The night is a success. I am introduced as the farmer-writer. I speak and am spoken to and I wonder if I will spend my life in these literary circles. Patrick Kavanagh, the poet, left his farm so that he could become a man of letters; Seamus Heaney left his beloved Derry farmhouse; even Henry David Thoreau’s Walden ended. I buy Duncan a pint and we decide that we shall leave the city in the morning and head south to the Burren. The weather is with us and the day is promised fine.
/> “A few days from the farm will do you good, mate,” he says.
I nod and agree.
The Sea
I have so missed the sea. We drive our small car south from Galway city, towards County Clare. The road hugs the coastline and soon we enter the lunar landscape of the Burren. It is grey and rocky and unlike anything I have ever seen. Billy Joel plays on the radio and we sing along.
Duncan is a keen runner and we agree to find a place to stop and lace up our shoes. By the village of Fanore we park. The sun is setting and, though I am tired, we begin. The country roads are quiet and the evening is beautiful. In our T-shirts and running tights we look every inch the Yankee tourists.

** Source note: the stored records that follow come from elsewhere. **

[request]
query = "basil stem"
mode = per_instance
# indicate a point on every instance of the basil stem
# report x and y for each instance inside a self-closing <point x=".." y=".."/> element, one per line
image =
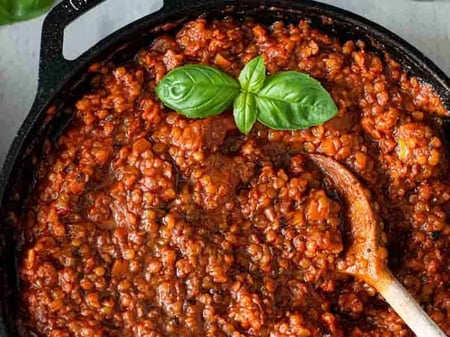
<point x="253" y="75"/>
<point x="245" y="111"/>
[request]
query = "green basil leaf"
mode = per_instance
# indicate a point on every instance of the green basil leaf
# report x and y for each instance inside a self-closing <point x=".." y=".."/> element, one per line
<point x="20" y="10"/>
<point x="253" y="75"/>
<point x="244" y="111"/>
<point x="197" y="91"/>
<point x="291" y="100"/>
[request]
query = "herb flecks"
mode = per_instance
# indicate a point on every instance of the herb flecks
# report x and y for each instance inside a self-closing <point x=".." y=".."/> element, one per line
<point x="288" y="100"/>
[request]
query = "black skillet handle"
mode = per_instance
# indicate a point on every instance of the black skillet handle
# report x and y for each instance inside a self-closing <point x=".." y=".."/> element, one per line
<point x="170" y="5"/>
<point x="52" y="64"/>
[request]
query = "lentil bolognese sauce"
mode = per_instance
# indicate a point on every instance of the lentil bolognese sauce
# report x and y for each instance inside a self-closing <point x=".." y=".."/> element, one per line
<point x="145" y="223"/>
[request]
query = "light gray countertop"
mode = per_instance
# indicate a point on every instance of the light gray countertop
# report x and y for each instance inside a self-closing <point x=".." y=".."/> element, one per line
<point x="425" y="24"/>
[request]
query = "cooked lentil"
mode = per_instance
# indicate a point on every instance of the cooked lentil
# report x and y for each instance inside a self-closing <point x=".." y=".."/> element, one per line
<point x="144" y="223"/>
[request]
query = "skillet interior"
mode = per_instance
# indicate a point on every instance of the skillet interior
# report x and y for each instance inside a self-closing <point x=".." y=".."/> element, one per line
<point x="119" y="48"/>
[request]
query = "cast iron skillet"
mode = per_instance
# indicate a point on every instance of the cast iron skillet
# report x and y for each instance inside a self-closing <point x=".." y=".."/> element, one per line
<point x="62" y="81"/>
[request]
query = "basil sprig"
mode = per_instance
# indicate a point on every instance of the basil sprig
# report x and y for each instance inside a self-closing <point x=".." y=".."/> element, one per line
<point x="285" y="101"/>
<point x="20" y="10"/>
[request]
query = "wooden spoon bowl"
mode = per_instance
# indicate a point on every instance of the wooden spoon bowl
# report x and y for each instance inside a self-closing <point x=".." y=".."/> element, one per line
<point x="366" y="256"/>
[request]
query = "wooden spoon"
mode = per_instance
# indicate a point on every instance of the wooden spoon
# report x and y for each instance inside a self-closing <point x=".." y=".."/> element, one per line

It is the fourth or fifth kilometer before Duncan begins to talk.
“How are things at home, John?”
“Ah, they’re OK . . . There was a big fight,” I confess, and unfurl the details of the row.
“I thought so. You seemed a bit dull.”
“It was a lot to take in.”
“Well, you’ll be out of there soon.”
It was then that we passed the cows. The herd peered over a stone wall, looking at us curiously.
“There’s a red Limousin,” I say, and point out the beast. “They’re fiery but bring an easy calf. And there’s a Belgian Blue, they’ve got good, lean meat.”
The cows moo and peer at us and I continue to name all the breeds and explain their qualities to Duncan.
“You know, it really is beautiful here,” says Duncan.
“It’s not such a bad place at all,” I agree.
“When do you think you’ll go back to Australia?” Duncan asks.
“You know, I’m not sure. I’ve come to enjoy the farm.”